Adjusted operating income rose 12.7% year over year to $152.6 million, while operating margin expanded 90 bps to 12.1%, despite a 50 bps increase in advertising and promotion expenses.

Other Financial Details

Newell ended the year with cash and cash equivalents of $215.4 million, long-term debt of $2,094.1 million and shareholders’ equity of $1,699 million.

In the first quarter, the company used $154.3 million of cash flows in operating activities, incurred capital expenditures of $50.9 million and paid dividend of $53.2 million. During the quarter, the company bought back 1.9 million shares for about $73.6 million.

Other Developments

Newell Rubbermaid announced the latest in its Project Renewal Program by committing to save an additional $150 million annually by 2017 through further overhead reduction. The company intends to use a major portion of these savings to accelerate growth by investing back into the business, while the remaining cost savings are expected to be reflected in earnings.

Further, the company revealed its decision to divest its Rubbermaid medical cart business to move ahead with its plan to build a faster growing, higher margin and more focused portfolio that will boost its performance.

Outlook

The company reiterated its outlook for 2015 based on expectations of core sales improvement and the negative impact of foreign currency translations. Newell expects full-year adjusted earnings in the range of $2.10–$2.18 per share. However, it now expects earnings per share to exclude expenses worth $100–$140 million related to Project Renewal restructuring and other project costs, discontinued operations and expenses related with the Graco recall.

Further, the company now expects a negative impact of 35–37 cents on earnings per share from foreign currency translation, a 4-cent increase from the previous guidance as the U.S. dollar continues to gain strength compared with other currencies.

Further, Newell projects core sales growth of 3.5%–4.5%. Net sales growth is expected within 3%–4%, including about 4.5–5.5% currency impact and nearly 4%–5% acquisition-related impacts.

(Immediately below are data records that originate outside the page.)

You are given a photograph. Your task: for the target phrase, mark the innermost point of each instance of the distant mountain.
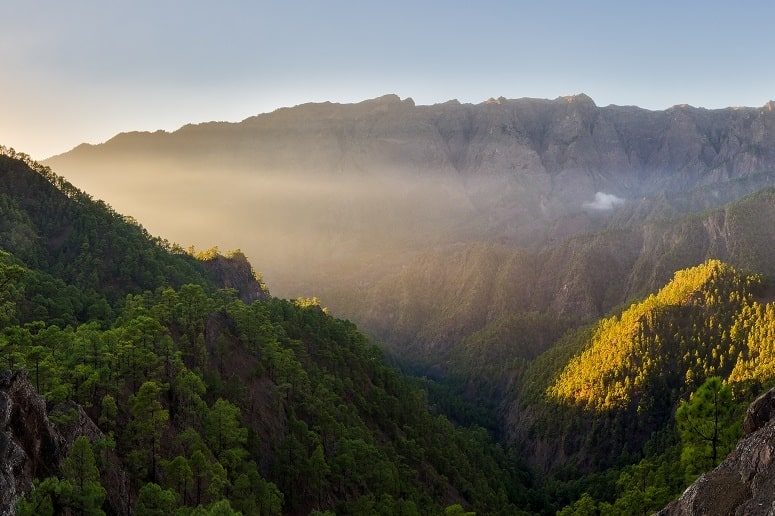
(429, 223)
(137, 378)
(618, 380)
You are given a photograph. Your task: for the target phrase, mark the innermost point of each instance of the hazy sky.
(74, 71)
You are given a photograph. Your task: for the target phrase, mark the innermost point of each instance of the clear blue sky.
(74, 71)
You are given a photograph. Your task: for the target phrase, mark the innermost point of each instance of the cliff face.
(742, 484)
(426, 223)
(234, 271)
(31, 446)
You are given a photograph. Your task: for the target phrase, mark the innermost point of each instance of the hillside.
(447, 298)
(426, 224)
(602, 412)
(196, 398)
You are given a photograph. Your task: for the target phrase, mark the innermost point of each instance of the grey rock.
(32, 446)
(743, 483)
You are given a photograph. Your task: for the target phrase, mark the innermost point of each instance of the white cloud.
(604, 201)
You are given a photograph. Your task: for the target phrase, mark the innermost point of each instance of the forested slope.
(615, 408)
(211, 404)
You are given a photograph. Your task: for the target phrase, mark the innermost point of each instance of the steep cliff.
(742, 484)
(33, 447)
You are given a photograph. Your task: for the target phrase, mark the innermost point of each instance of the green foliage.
(709, 426)
(79, 490)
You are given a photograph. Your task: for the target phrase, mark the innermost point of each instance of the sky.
(82, 71)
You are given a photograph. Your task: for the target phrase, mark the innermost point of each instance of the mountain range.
(578, 280)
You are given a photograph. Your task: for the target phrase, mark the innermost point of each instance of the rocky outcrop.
(30, 446)
(33, 446)
(234, 271)
(743, 483)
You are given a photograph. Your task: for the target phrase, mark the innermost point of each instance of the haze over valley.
(387, 259)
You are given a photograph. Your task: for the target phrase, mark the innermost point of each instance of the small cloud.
(604, 201)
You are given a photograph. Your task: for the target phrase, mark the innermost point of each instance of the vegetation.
(211, 405)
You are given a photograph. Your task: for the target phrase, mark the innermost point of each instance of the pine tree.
(708, 426)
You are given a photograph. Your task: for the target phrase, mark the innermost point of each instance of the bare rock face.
(32, 446)
(234, 271)
(743, 483)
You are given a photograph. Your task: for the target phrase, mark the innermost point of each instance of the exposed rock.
(32, 446)
(760, 412)
(743, 483)
(113, 477)
(234, 271)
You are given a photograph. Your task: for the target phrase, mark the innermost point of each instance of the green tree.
(155, 501)
(708, 426)
(80, 469)
(149, 420)
(223, 432)
(584, 506)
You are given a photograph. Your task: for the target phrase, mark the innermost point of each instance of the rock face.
(234, 271)
(743, 483)
(31, 446)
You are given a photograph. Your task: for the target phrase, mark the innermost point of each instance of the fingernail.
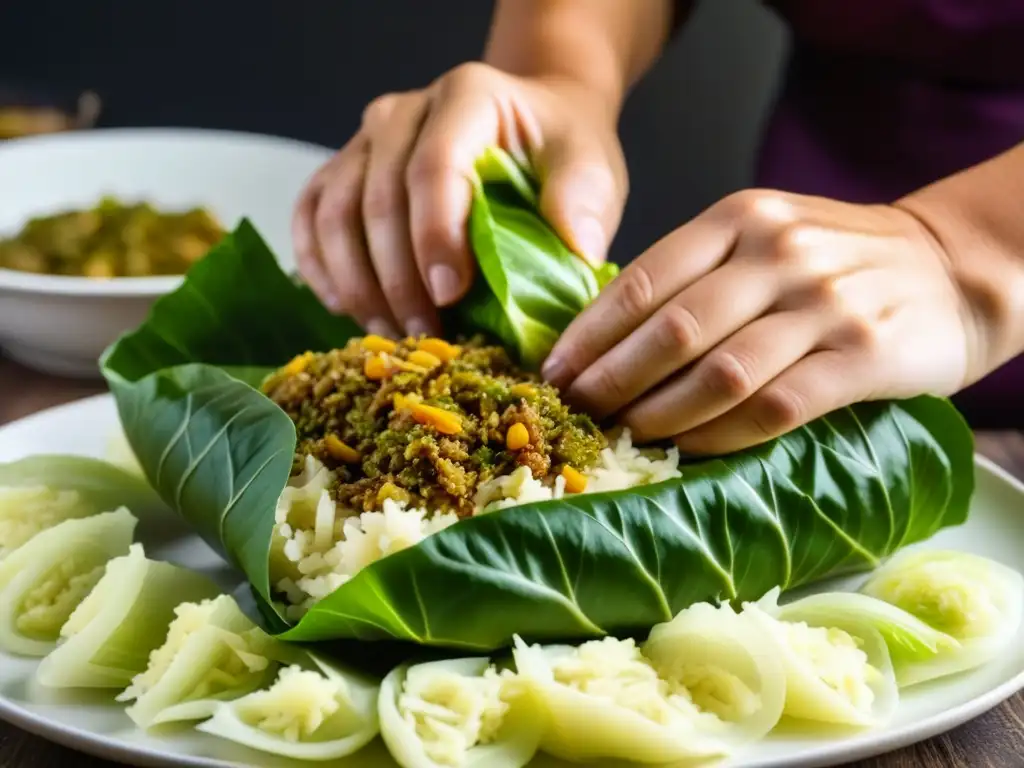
(554, 371)
(444, 284)
(418, 327)
(590, 239)
(379, 327)
(332, 302)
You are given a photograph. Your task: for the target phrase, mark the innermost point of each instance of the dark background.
(306, 70)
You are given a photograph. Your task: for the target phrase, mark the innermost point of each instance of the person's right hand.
(380, 229)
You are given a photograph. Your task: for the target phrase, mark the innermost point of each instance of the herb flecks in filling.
(425, 422)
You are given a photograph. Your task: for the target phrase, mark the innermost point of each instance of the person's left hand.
(766, 311)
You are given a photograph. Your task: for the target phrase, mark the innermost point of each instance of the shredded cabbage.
(109, 637)
(604, 699)
(43, 581)
(835, 674)
(458, 713)
(212, 652)
(315, 711)
(977, 602)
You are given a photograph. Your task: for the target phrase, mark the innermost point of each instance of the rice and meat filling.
(426, 423)
(398, 440)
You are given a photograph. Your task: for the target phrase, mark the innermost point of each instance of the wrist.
(986, 269)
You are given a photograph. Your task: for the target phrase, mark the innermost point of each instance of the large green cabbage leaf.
(835, 497)
(531, 286)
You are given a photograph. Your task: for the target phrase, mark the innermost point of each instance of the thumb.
(583, 193)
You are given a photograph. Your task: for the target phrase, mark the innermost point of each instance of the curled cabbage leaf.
(839, 672)
(212, 651)
(41, 492)
(725, 668)
(458, 713)
(43, 581)
(313, 711)
(912, 644)
(109, 637)
(976, 601)
(604, 699)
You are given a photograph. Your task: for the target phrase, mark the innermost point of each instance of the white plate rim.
(861, 747)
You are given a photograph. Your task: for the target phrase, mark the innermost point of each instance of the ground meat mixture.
(426, 422)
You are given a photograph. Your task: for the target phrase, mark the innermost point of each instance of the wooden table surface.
(993, 740)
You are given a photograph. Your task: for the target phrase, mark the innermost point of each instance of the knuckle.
(679, 329)
(434, 237)
(759, 205)
(636, 291)
(788, 244)
(401, 290)
(470, 74)
(429, 161)
(379, 110)
(728, 374)
(336, 207)
(778, 411)
(604, 386)
(861, 333)
(381, 198)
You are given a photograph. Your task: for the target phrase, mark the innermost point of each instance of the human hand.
(380, 229)
(764, 312)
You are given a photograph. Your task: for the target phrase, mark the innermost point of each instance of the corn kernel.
(377, 368)
(443, 421)
(392, 492)
(522, 390)
(379, 344)
(439, 349)
(576, 482)
(517, 437)
(338, 450)
(298, 364)
(425, 359)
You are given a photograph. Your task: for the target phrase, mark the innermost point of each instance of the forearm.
(978, 217)
(605, 45)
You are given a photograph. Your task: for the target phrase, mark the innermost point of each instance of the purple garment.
(884, 96)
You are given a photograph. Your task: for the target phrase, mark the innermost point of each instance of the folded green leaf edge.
(836, 497)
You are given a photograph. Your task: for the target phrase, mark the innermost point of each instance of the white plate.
(995, 529)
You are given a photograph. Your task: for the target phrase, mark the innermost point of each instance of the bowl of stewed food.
(96, 225)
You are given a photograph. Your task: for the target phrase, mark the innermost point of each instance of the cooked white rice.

Additionally, after the aforementioned extension of the Project Renewal Program, the company anticipates cumulative costs of $690 to $725 million pretax, including cash costs of $645 to $675 million. Annualized cost savings from the program is expected to be about $620 to $675 million by 2017-end.

Further, the company remains on track to achieve annual cost savings of nearly $270 to $325 million from the first two phases of the Project Renewal program by mid-2015.

Stocks to Consider

Newell currently has a Zacks Rank #4 (Sell). A better-ranked stock in the same industry is Kimberly-Clark Corp. KMB carrying Zacks Rank #2 (Buy). A couple of stocks in the broader retail space that are worth considering include Citi Trends Inc. CTRN and American Eagle Outfitters Inc. AEO, both sporting a Zacks Rank #1 (Strong Buy).